Impoverished noblemen were always a problem in Venice. By law, once a patrician family was inscribed in the Libro d'Oro, it could not lose its seats in the Maggior Consiglio.
During the decline of the Republic, down-at-heels patricians flocked to the cheap housing in the parish of San Barnaba. The hotter bloods among these 'Barnabotti' were always ready to stir things up against the government and to sell their votes to the highest bidder. The more radical Barnabotti kept the Council of Ten’s spies on their toes. Other reduced noblemen in the district, resigned to their lot, made do on the meagre stipend supplied by the State (on the condition that they didn’t follow any trade, or marry and make any more little Barnabotti).

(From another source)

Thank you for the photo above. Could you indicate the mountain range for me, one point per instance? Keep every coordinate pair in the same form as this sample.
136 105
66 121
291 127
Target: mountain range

During the 17th century the numbers of poor nobles in Venice grew alarmingly, especially after the fall of Crete. Meanwhile, the nobility itself was in crisis. The great plague of 1630 decimated its numbers, leading to the decision to inscribe a new band of wealthy Venetians into the rolls, those who were able to fork out 100,000 ducats for the privilege. Still their numbers declined, as some families died off and the financial burdens of state service ruined others. Many became new Barnabotti.
Some of these found employment at the Ridotto as bankers, etc. – jobs that the Senate decreed could only be held by Barnabotti. They also ran their own gambling houses known as Casìn dei Nobili, one of which stood in the Campo San Barnaba.
Others begged in the crimson silken robes that, as patricians, they were required to wear, and not a few travellers remarked on the elegance of Venice’s paupers. It is said that the Barnabotti began the custom of wearing masks in public even outside Carnival time, perhaps to hide their shame.
Creating a class of idle gentry was probably not the intention of the law that forbade patricians from working in crafts or trades, but it was the discontent of the supposed ruling class that worked as a slow cancer in the State, and in the end caused many nobles to hail Napoleon as their liberator.